Li a obra esperando um chick-lit (literatura normalmente escrita por mulheres com foco em histórias como romance, crescimento pessoal e etc). Uso o termo sem nenhum tom negativo: gosto de leituras leves de vez em quando, e nada me prova que se não lermos Dostoiévski todo dia o munda acaba. Tendo dito isso, acredito que o sucesso da obra se dá justamente porque ele vai um pouco além do que esperamos ao abrir o livro.

Evelyn Hugo foi uma estrela de cinema por décadas. Ao lançar sua carreira, nos anos 60, ela se tornou a “bombshell” de seu tempo (pense em Marylin Monroe). Com bons papéis e alguns prêmios reconhecidos, poderia-se dizer que ela encerrou a carreira no topo da indústria. Agora, aos 79 anos, a estrela que se isolou do olhar público quando se aposentou, decide que quer contar sua história e compartilhar com o público algumas das coisas que ninguém nunca soube.

Para isso, ela chama Monique Grant, uma jornalista de 35 anos da revista Vivant – uma revista de certo prestígio na indústria do entretenimento. Hugo diz que dará uma exclusiva para a revista, mas sua condição é que Grant a entreviste. Após resistir um pouco dado seu momento pessoal (ela está passando por um divórcio), Grant entende a importância desse momento para sua carreira e aceita fazer a entrevista.

Aqui, a autora quebra já o processo padrão para contar histórias: ao invés de narrar sua vida por ano, por filme ou por momentos impactantes da carreira, Hugo decide contar sua história por meio de seus sete casamentos. Alguns escandalosos em sua época. Isso é importante porque a autora nos guia por uma caminho que ela irá subverter totalmente mais à frente. Ler as histórias de Hugo são uma viagem no tempo para uma Hollywood clássica e romantizada que, descobrimos, tinha questões muito obscuras fazendo com que as pessoas trocassem autonomia pessoal por notoriedade. A fama cobrava um preço alto e Hugo o pagou em detrimento de muita coisa e pessoas.
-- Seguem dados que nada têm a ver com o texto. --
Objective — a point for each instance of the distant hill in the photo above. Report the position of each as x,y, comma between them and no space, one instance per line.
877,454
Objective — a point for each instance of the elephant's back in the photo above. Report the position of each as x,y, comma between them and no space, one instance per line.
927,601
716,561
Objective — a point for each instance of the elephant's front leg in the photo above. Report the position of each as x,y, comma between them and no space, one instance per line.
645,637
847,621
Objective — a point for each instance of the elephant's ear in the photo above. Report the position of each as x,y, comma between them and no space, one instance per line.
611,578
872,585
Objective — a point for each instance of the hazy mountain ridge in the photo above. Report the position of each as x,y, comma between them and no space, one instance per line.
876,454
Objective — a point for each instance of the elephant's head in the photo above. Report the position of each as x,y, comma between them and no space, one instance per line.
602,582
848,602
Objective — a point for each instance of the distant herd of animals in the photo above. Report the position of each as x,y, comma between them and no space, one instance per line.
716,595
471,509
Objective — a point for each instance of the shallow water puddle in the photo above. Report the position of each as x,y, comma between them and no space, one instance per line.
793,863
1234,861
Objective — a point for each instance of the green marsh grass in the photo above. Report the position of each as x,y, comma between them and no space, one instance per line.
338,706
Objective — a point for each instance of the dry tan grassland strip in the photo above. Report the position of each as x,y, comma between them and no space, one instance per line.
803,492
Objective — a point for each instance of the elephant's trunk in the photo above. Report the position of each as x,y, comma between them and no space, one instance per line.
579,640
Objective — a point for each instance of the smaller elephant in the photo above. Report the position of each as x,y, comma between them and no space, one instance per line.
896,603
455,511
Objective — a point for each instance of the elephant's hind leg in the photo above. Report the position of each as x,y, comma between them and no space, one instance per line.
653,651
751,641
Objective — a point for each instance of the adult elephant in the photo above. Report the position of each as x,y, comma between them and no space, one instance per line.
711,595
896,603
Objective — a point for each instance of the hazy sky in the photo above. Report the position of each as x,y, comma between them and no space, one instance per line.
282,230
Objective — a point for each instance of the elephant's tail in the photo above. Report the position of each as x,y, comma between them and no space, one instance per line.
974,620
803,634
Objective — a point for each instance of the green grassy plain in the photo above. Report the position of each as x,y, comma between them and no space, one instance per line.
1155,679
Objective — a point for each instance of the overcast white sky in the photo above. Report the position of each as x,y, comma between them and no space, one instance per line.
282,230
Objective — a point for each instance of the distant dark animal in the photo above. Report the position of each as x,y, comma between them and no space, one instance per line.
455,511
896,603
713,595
O relacionamento duradouro descrito no livro é construído com muito cuidado mostrando a luta, as desavenças e os percalços de se tentar ser diferente quando as regras do que era aceitável podiam construir ou destruir uma carreira muito mais do que hoje.

Uma leitura cheia de momentos fortes e momentos sensíveis. É dinâmica, flui muito bem e os twists que temos na história rendem um tom certo de suspense para manter o leitor preso às páginas.